Using Visual Correspondences to See the World in Motion

Xue “Shelley” Lin

ECE Associate Professor Xue “Shelley” Lin, in collaboration with Khoury Assistant Professor Huaizu Jiang, was awarded a $600,000 NSF grant for “Toward Efficient and Robust Dynamic Scene Understanding Based on Visual Correspondences.”


Abstract Source: NSF

Finding correspondences is a fundamental problem in computer vision; visual correspondences provide useful cues for a machine to understand its dynamic surroundings in a manner similar to what humans do. For instance, as an agent moves around, it may learn that objects that are far away like mountains typically do not move much, whereas nearby buildings and bushes appear to move rapidly in the environments as the agent changes position relative to them. Although significant advances have been made in solving various forms of visual correspondence problems, different correspondence models maintain different designs despite their inherent similarity, making the effective design principles and the learned representations difficult to transfer from one problem to another. In response to this challenge, this project aims to solve disparate visual correspondence problems with a unified model. In doing so, the project will also address two practical aspects of implementation of the developed models in scenarios with diverse visual appearance and significant resource constraints. These advances are expected to unlock novel applications and improve dynamic scene understanding in the areas of Augmented Reality, sports broadcasting, sports analytics, robotics, etc. The project outcomes may also unveil new markets and economic opportunities through solutions that augment cognitive and physical abilities of users in their daily lives. The team of researchers will actively integrate proposed research into the curriculum development and attract undergraduate researchers to the project.
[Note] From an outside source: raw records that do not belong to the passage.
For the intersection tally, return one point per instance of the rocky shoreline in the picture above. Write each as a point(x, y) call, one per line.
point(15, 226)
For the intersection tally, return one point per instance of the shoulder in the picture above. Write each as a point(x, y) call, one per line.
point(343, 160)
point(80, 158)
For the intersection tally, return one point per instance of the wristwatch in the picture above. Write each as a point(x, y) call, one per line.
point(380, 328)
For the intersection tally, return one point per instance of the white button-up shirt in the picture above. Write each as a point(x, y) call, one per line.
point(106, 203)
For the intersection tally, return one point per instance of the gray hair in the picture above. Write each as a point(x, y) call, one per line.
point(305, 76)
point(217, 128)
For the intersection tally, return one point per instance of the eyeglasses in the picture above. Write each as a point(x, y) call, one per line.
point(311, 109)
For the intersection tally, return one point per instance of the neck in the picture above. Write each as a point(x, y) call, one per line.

This project is particularly well-suited for outreach activities to broaden participation of underrepresented and K-12 students, by connecting abstract technical concepts with tangible research demonstrations.

The project has three tightly connected thrusts, presenting fundamental advances in correspondence determination, in applications of these correspondences, and in making these algorithms efficient and robust in deployment. Concretely, first, a unified model to solve all the visual correspondence problems, ranging from 2D to 3D, will be developed, taking advantage of recent progress of the Transformer model and self-supervised learning from large-scale unlabeled data. The Transformer model naturally captures the correspondences of candidates with less inductive bias, making it a better choice to learn from the large-scale data and improve accuracy of data-poor domains when transferred from data-rich ones. Second, with the correspondences, novel applications will be unlocked to advance dynamic scene understanding, particularly for slow-motion video synthesis and robotic obstacle avoidance. Finally, the investigators will study mechanisms to improve efficiency and robustness when deploying the models on edge computing devices. The developed algorithms will be rigorously evaluated on standard benchmarks and in real-world deployment on edge devices.